Care of the poor previous to 1834

Brighton General Hospital, once Brighton Workhouse
Image of Brighton General Hospital originally taken for the Hanovernet website

Before 1834, the poorest in society were cared for by the parish in which they lived, or had right of settlement. During medieval times it was the duty of the church to care for the poor, as instructed in the scriptures, but the Reformation and subsequent abolition of monasteries led to a succession of ineffectual and cruel laws.
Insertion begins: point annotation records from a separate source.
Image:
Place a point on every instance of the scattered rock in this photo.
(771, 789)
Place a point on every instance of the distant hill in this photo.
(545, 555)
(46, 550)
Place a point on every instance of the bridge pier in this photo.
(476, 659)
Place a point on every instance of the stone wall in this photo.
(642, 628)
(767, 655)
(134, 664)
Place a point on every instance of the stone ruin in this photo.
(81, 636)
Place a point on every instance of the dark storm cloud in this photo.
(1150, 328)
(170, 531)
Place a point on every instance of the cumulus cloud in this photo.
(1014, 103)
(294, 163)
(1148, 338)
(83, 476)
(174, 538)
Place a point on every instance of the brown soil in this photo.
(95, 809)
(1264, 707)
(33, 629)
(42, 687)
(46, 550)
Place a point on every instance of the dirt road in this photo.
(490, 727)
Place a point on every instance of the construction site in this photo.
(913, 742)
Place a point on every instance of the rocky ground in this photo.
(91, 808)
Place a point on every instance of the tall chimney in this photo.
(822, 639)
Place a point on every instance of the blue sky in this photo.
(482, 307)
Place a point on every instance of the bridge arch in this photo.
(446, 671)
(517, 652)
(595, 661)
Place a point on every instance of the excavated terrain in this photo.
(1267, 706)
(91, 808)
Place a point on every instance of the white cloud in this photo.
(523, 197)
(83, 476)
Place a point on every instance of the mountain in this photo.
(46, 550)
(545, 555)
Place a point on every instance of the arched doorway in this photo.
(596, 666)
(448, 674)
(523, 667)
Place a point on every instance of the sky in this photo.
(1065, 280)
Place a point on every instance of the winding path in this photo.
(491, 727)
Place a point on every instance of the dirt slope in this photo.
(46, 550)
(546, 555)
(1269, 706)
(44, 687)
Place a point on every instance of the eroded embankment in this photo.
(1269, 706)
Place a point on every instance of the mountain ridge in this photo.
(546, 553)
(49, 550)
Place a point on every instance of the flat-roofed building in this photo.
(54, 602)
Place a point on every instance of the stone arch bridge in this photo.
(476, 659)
The Poor Law act of 1547 allowed branding and slavery as punishment for persistent vagrancy and another in 1572 ordered that beggars should be branded on the shoulder. In the meantime it was left to parishes and charities to cope with the elderly poor and the sick.

The Vagrancy Act

The act for the Relief of the Poor in 1601 (sometimes called the Vagrancy Act) authorised parishes to build Poor Houses for the ‘deserving poor’. Each parish was to elect one or two Overseers, whose duty was to maintain the poor and set them to work. This was funded by a levy of a poor rate on the residents of the parish. The Act of Settlement in 1662 gave parishes the right to remove anyone who was likely to be a charge on the parish. Settlement could be gained by being born in a parish, renting a property worth more than £10 per annum, marrying someone with settlement rights, or paying parish rates. Parishes often disputed settlement and cases went to the quarter sessions; in Brighton these were held at Lewes.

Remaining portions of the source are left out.